The Company refers to certain financial measures that are not recognized under U.S. generally accepted accounting principles (“GAAP”) in this press release, including: net income, adjusted for special items; diluted EPS, adjusted for special items; Adjusted EBITDA; Adjusted EBITDA margin; net debt; and net debt to Adjusted EBITDA ratio. See the schedules to this press release including the “Definitions” section for additional information and reconciliations of such non-GAAP financial measures.

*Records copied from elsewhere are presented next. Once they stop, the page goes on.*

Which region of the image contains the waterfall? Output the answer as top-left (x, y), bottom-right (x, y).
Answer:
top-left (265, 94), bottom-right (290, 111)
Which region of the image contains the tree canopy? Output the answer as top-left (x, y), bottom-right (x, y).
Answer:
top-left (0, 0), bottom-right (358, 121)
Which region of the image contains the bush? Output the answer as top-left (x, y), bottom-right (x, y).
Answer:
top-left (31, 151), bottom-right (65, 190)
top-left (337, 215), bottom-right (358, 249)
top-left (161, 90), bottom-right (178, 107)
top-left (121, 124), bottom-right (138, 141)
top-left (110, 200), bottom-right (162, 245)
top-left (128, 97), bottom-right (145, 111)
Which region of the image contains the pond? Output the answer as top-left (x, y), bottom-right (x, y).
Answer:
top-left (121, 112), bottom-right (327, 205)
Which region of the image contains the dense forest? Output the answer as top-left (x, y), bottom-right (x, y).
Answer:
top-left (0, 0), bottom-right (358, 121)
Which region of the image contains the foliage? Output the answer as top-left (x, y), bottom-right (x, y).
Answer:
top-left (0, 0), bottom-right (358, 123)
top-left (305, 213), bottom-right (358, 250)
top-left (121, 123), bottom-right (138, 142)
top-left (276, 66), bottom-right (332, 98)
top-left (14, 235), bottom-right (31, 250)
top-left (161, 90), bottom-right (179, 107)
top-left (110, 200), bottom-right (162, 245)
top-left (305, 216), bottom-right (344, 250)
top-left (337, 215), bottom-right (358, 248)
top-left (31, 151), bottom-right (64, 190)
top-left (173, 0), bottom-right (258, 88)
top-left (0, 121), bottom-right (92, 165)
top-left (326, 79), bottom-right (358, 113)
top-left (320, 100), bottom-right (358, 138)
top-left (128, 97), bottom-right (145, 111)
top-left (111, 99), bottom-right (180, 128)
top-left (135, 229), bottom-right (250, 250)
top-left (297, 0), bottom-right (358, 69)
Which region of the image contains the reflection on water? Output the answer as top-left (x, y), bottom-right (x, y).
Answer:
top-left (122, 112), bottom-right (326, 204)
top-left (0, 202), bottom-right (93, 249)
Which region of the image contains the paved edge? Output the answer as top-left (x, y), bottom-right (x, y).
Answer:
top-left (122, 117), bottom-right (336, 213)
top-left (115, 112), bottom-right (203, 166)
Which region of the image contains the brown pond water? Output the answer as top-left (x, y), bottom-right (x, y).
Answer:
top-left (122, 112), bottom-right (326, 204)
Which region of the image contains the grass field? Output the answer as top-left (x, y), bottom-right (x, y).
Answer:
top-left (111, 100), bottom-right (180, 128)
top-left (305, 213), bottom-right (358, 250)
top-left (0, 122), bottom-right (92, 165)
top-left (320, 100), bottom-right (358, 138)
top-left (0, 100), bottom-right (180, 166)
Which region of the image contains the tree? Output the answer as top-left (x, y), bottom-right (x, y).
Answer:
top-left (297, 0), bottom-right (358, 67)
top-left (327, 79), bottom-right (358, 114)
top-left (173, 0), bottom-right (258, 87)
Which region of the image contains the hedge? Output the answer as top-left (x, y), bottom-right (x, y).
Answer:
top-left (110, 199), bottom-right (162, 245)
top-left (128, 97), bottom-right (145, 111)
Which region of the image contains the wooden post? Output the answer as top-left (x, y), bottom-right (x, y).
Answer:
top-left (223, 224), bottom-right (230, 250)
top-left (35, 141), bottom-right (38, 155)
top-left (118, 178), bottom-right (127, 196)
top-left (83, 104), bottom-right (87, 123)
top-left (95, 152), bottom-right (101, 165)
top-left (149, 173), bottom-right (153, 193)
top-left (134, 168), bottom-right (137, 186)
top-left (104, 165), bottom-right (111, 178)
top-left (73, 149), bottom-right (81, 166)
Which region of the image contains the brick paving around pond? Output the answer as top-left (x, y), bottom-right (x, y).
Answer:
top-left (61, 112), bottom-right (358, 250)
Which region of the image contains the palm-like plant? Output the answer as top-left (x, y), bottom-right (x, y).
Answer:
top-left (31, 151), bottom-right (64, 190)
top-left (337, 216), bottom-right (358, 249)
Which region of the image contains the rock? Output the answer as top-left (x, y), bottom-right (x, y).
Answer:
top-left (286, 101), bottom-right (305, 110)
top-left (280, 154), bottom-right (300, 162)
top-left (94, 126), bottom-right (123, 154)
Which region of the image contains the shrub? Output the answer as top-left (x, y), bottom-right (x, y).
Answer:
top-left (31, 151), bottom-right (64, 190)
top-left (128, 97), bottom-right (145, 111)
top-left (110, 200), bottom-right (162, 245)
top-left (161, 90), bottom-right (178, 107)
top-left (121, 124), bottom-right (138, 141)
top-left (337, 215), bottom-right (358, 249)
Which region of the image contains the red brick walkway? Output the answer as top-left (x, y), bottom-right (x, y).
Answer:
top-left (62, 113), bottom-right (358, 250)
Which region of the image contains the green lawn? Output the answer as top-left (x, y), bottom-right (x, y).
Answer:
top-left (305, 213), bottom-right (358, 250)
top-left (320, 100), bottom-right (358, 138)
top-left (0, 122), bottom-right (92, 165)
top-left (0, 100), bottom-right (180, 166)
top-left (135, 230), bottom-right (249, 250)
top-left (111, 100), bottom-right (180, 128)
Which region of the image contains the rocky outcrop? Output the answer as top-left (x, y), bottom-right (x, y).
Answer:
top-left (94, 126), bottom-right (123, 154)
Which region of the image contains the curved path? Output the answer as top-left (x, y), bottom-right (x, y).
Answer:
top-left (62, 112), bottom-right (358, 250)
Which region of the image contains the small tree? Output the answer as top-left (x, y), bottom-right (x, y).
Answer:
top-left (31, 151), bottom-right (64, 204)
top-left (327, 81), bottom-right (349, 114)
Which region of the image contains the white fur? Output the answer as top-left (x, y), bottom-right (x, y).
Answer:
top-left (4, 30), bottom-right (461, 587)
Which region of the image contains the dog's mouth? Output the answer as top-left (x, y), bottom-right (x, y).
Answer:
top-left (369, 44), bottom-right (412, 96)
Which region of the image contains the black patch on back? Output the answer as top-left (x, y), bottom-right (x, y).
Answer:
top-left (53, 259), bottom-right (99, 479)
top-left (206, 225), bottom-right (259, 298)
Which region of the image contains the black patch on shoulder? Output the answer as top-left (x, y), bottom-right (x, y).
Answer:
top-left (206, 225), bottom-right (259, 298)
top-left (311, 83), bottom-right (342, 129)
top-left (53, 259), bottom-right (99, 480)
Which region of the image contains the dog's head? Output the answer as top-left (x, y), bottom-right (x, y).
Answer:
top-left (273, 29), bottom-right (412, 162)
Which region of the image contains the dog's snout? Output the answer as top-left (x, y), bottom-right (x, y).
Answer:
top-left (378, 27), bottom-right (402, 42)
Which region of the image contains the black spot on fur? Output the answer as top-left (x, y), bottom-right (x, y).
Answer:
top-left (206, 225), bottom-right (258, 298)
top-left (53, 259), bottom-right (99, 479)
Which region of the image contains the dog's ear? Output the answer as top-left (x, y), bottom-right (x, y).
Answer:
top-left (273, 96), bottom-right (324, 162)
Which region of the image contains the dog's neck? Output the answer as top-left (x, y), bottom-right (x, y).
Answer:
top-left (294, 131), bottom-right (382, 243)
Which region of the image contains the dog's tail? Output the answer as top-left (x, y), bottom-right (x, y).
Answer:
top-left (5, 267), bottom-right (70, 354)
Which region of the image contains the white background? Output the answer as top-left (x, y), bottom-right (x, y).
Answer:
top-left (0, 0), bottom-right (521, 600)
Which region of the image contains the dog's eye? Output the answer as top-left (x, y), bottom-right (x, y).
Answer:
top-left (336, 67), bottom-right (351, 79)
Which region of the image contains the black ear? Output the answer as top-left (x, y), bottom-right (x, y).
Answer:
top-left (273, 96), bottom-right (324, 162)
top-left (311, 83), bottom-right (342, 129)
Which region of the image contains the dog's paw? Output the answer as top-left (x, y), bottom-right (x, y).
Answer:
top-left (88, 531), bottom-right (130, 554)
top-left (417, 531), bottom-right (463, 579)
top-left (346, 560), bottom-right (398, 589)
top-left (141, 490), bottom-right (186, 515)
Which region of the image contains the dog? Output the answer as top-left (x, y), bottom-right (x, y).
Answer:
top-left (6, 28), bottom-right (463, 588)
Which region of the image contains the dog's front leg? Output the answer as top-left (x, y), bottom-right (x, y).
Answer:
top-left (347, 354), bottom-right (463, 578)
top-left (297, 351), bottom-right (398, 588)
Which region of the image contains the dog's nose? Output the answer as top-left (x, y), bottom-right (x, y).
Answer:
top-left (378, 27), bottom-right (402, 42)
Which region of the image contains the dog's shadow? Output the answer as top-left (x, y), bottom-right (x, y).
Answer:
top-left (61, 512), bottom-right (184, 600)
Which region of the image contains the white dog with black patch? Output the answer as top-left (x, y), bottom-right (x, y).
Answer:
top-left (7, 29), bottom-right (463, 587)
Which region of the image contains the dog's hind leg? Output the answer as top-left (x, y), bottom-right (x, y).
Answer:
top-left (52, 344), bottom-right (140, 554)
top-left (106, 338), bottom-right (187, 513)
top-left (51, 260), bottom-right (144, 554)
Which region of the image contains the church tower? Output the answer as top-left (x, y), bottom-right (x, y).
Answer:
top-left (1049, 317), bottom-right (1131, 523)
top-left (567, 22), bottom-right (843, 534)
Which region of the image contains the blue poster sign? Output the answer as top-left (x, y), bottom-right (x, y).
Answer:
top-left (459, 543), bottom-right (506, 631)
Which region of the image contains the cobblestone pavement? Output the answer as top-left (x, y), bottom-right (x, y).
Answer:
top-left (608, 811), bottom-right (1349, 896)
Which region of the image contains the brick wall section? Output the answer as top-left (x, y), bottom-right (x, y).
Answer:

Pro Forma Financial Information

This press release includes pro forma financial information for Hilton adjusted to reflect the spin-offs, including: unaudited pro forma condensed consolidated statements of operations; pro forma net income and diluted EPS, adjusted for special items; pro forma Adjusted EBITDA; pro forma Adjusted EBITDA margin; and pro forma net debt to Adjusted EBITDA ratio. The unaudited pro forma financial information has been prepared to reflect the spin-offs as if they had occurred on January 1, 2016. See “Definitions—Pro Forma Adjustments” for additional details. The unaudited pro forma financial information is provided for informational purposes only and is not necessarily indicative of what Hilton’s results of operations would actually have been had the spin-offs occurred on the date indicated.

In addition to the pro forma financial information herein, refer to Hilton’s Current Report on Form 8-K filed with the SEC on January 4, 2017 for additional information.